Have you ever noticed the advertisements from the discount on-line Brokers that say $3.00 or $5.00 per trade? Right! We’ve all seen them and wondered how they can do it. Well, there’s two reasons for this: 1) They sell their order flow to Market Makers or 2) The fine print says “Market Orders”.

There’s an old mantra in the day trading community that basically says, “Never use a Market Order; always use a “Limit” order. In reality, there is a time and place to use Market Orders, however, it is very limited in scope and requires great care in doing so in order to prevent from getting stuck with a bad order fill price.

You can better understand why not to use a Market Order if you take a moment to look at what it really is. A Buy Market Order will be filled from the best available “Ask” (Seller side of the market) price. A Sell Market Order will be filled from the best available “Bid” (Buyer side of the market) price. I know, it sounds a little twisted around but stop and think about it for a moment. When placing Orders in the stock market, Buyers and Sellers are matched to each other.

This is all well and good however, you never really know exactly how many Market Orders are waiting their turn (first come, first serve) to be executed.

Level 2 large spread

As shown in the Level 2 screen shot in Figure 1 above, we get to see the best Bid and Ask Limit Orders from each of the Market Makers and ECNs on the NASDAQ Market.

Most of the time, your average investor doesn’t have the advantage of a NASDAQ Level 2 display. They only have Level 1 which displays the Best Bid and Ask.

OK, I know, the subject here is Market Orders, not Limit Orders. Right? Wrong! You can’t talk about one with getting a bit technical about the other. But first, a little explanation on how to read the Bid and Ask is required.
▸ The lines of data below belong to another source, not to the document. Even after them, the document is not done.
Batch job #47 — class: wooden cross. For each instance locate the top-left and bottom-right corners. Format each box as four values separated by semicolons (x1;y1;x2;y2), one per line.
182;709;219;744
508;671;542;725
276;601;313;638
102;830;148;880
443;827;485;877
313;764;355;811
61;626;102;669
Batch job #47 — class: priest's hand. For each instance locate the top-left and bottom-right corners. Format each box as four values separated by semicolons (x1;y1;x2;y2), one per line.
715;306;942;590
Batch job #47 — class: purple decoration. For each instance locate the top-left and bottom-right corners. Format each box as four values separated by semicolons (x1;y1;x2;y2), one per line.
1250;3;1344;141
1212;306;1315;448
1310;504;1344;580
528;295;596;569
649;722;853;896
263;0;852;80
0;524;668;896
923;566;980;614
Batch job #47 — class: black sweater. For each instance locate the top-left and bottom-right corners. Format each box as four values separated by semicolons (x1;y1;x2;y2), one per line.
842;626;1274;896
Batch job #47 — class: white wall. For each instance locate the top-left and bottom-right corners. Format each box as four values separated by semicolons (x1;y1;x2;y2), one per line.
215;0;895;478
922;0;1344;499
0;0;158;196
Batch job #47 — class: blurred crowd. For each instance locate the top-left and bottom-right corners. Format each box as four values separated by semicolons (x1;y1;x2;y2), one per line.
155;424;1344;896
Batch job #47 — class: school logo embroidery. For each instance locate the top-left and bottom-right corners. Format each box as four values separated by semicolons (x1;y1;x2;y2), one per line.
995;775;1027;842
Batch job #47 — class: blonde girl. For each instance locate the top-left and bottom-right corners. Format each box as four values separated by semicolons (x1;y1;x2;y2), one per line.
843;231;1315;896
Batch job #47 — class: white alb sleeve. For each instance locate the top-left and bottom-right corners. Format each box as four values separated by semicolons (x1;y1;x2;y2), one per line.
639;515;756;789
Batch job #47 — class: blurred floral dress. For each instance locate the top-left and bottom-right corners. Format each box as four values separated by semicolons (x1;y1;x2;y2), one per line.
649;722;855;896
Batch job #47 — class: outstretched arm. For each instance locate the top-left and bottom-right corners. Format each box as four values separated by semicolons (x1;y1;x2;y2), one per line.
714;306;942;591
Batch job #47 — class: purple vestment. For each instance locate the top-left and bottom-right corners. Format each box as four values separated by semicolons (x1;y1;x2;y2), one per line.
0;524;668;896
Now let’s look at our example:

1=100 shares

Let’s say that you place a Market Order to Buy 100 shares. Normally, when looking at Figure 2 you would probably think that your order will be filled immediately from the Limit Order that is being held by BOOK with a price of 439.65 Right? Well, … maybe. It all depends on how many Buy Market Orders are sitting in front of your order. Remember, orders are executed on a first come, first serve basis. So, if there are orders for 100 shares executing in front of yours, your order will be filled from the Market Maker NQBX.

Now, here’s where Market Orders will get you into real trouble. If there are orders for 1000 shares executing in front of yours, you will be filled from the Market Maker BATS at the higher price of 439.74. Well, you say, “that’s OK as it’s only 9c higher so that’s not so bad”. Right? No, wrong? Because in the real world of the market there could literally be Thousands of Market Order shares executing before you so your price could really be much higher. Especially if the price of the stock is rising rapidly. The same holds true in the other direction for Selling shares.

We heard stories on the News broadcast that a buyer put in a Market Order when the price of a stock was low only to be filled $2-$3 higher than when it was first placed with their Broker. With high volatility stocks it may take a few seconds before your order will move up in the line to be executed. Also, if you are using a Web based program to execute orders it may take a second to get the order processed and moved to a Market Maker or ECN to be placed in line for execution.

Day traders like it when a lot of Market Orders are being placed because that means the stock price will be moving steadily in one direction or the other. With direct access software day traders, Brokers, and Market Makers have the means to take advantage of all of those Market Orders filling all of those Limit Orders.

What’s this you say, “Brokers, have the means to take advantage of all of those Market Orders”. That’s right! Those Brokers that actively trader their own or House accounts just love Market Orders as those orders provide constant movement in prices. Remember, those Brokers are also using Limit Orders to Buy and Sell stock. Yep, it’s a real Bummer. They get their commission plus get their orders filled at the same time.

Now, when is a Market Order OK to use? Typically, Market Orders can be used if there are no executions at that time. However, if you place an order for a large number of shares your order may be broken up into smaller lots and filled at several price levels.

Also, if a stock price is moving against you and you want to liquidate your holdings fast, you can take the chance and place a Market Order. However, we strongly recommend that in this case, you pick a lower or higher price, depending on the direction of the price movement, and place a Limit Order.

A good rule of thumb though is to stay away from fast moving stocks, especially IPO’s until you gain a lot of experience trading in the markets.

The SEC Steps In
The SEC has taken steps to ensure that investors get the best execution / price, with rules forcing brokers to report the quality of executions on a stock-by-stock basis, including how market orders are executed and what the execution price is compared to the public quote’s effective spreads.